El incendio en la sede central de Apross se da en un contexto extremadamente delicado y genera una fuerte sospecha por la coincidencia temporal con el avance de la investigación judicial por una millonaria estafa contra la obra social provincial. El fuego arrasó con los pisos superiores del edificio, donde funcionaban oficinas clave y se almacenaba documentación sensible. Aunque no hubo víctimas, las pérdidas materiales son considerables, y el hecho de que ocurriera durante un feriado nacional, con el edificio vacío, alimenta las dudas sobre su posible intencionalidad.

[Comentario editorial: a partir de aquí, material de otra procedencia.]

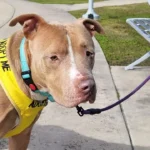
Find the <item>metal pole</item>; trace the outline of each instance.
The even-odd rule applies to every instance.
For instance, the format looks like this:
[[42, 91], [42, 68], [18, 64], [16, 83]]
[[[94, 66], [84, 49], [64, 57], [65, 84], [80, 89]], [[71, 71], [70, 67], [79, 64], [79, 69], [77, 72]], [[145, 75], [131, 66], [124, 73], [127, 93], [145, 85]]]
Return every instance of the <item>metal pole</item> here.
[[89, 0], [89, 4], [88, 4], [88, 11], [86, 14], [84, 14], [82, 16], [82, 18], [90, 18], [90, 19], [99, 19], [99, 15], [95, 13], [94, 9], [93, 9], [93, 0]]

La investigación dirigida por el fiscal José Bringas ya había dado un paso relevante esta semana con la detención de 13 personas, entre ellas policías y un médico, todos acusados de participar en un esquema fraudulento para cobrar consultas a afiliados inexistentes. La destrucción de documentación podría obstaculizar o demorar el avance de las más de 40 líneas de investigación abiertas por la fiscalía.

Este incendio podría marcar un giro en la causa, ya que, si se confirma que fue provocado, implicaría un intento deliberado de entorpecer la acción judicial. Las próximas horas serán claves para determinar si hubo intencionalidad, y si el siniestro está vinculado directamente con la causa penal en curso.